Malignant transformation of somatic cells is accompanied by genetic changes that often lead to the expression of neoantigens and qualify tumor cells as a possible target of an adaptive immune response. Tumors can only grow and manifest clinically if they develop immunological escape mechanisms under the constant selection pressure by the patient’s immune system. Immune checkpoint inhibitors (ICI) aim to interrupt these escape mechanisms and restore functional anti-tumor immunity. Although ICIs are extremely effective in some patients, the average response rate is only about 13% and there are still no reliable biomarkers for predicting a therapy response to ICI.The aim of this project is to predict the therapy response to ICI using artificial intelligence (AI) and machine learning (ML).
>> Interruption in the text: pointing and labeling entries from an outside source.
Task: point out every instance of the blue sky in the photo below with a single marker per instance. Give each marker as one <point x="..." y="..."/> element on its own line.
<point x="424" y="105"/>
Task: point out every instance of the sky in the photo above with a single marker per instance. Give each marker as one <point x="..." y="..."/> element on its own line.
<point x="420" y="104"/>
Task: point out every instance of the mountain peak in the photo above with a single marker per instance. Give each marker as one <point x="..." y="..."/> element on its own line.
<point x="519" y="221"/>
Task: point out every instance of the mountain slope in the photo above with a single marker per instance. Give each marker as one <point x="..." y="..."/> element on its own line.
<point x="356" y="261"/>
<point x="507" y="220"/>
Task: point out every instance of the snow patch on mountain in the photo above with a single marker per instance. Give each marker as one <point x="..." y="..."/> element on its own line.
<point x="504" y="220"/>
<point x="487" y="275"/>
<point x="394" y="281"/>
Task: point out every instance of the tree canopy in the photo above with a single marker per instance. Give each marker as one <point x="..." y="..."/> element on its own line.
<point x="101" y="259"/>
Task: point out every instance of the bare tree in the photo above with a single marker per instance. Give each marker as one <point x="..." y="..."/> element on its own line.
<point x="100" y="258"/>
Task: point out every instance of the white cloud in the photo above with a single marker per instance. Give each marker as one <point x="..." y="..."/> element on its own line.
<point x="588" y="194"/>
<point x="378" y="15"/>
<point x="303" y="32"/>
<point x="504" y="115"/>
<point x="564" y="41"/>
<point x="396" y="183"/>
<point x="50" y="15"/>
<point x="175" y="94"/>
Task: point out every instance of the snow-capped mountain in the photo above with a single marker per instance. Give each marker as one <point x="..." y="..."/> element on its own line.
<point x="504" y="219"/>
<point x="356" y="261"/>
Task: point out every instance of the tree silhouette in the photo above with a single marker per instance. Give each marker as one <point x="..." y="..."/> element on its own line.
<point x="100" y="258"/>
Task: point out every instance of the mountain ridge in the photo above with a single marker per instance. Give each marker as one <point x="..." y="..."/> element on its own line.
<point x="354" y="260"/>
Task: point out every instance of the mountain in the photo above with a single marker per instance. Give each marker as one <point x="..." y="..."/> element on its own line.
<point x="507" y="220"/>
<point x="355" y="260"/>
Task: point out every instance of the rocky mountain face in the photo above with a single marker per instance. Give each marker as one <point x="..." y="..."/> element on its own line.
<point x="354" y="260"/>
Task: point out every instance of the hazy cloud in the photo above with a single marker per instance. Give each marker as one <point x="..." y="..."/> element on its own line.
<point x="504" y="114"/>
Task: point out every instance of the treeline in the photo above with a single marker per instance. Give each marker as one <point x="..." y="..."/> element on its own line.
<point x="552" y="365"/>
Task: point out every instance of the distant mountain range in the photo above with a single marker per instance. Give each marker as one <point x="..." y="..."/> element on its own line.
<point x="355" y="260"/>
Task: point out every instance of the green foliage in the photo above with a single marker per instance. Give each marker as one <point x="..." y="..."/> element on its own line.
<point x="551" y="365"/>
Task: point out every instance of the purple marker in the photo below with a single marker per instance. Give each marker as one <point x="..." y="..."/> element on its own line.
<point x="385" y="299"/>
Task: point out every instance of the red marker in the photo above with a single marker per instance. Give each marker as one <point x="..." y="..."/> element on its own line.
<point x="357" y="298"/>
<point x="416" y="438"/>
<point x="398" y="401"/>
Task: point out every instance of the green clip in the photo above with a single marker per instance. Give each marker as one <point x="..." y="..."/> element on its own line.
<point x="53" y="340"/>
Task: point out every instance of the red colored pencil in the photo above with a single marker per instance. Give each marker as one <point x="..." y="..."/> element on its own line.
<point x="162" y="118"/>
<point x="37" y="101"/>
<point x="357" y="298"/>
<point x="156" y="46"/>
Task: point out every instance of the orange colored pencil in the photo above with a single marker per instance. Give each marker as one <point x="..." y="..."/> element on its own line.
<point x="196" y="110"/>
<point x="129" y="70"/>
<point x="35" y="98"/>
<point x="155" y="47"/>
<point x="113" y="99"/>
Various deep learning (DL) models will be trained on histopathological and immunohistochemical image data to predict response to treatment. The hypothesis is that various stages of anti-tumor immunity have distinct morphological features and can thus can be detected by the intelligent algorithms on a microscopic scale. Molecular changes relevant to the response to ICI, such as microsatellite instability and tumor mutation load, have already been successfully predicted using DL methods. In addition, there are a number of morphological categorizations of the tumor-associated immune reaction, each of which responds differently to ICI.We will first train a series of specially established network architectures on a retrospective cohort of 551 patients who were treated with a PD-1 / PD-L1 inhibitor in the period 2015-2020 (retrospective training and validation cohort). The six tumor entities most frequently treated with ICI at the Mainz University Medical Center are included in the study. The target variable will be the best objective response according to RECIST. We will then prospectively check the predictive accuracy of our DL models in all patients with the above-mentioned tumor entities who are treated with ICI during the two-year funding period (prospective test cohort). Furthermore, we will identify histopathological features that influenced the decision-making of the DL model with the aim of identifying new morphological characteristics that determine a therapy response to ICI.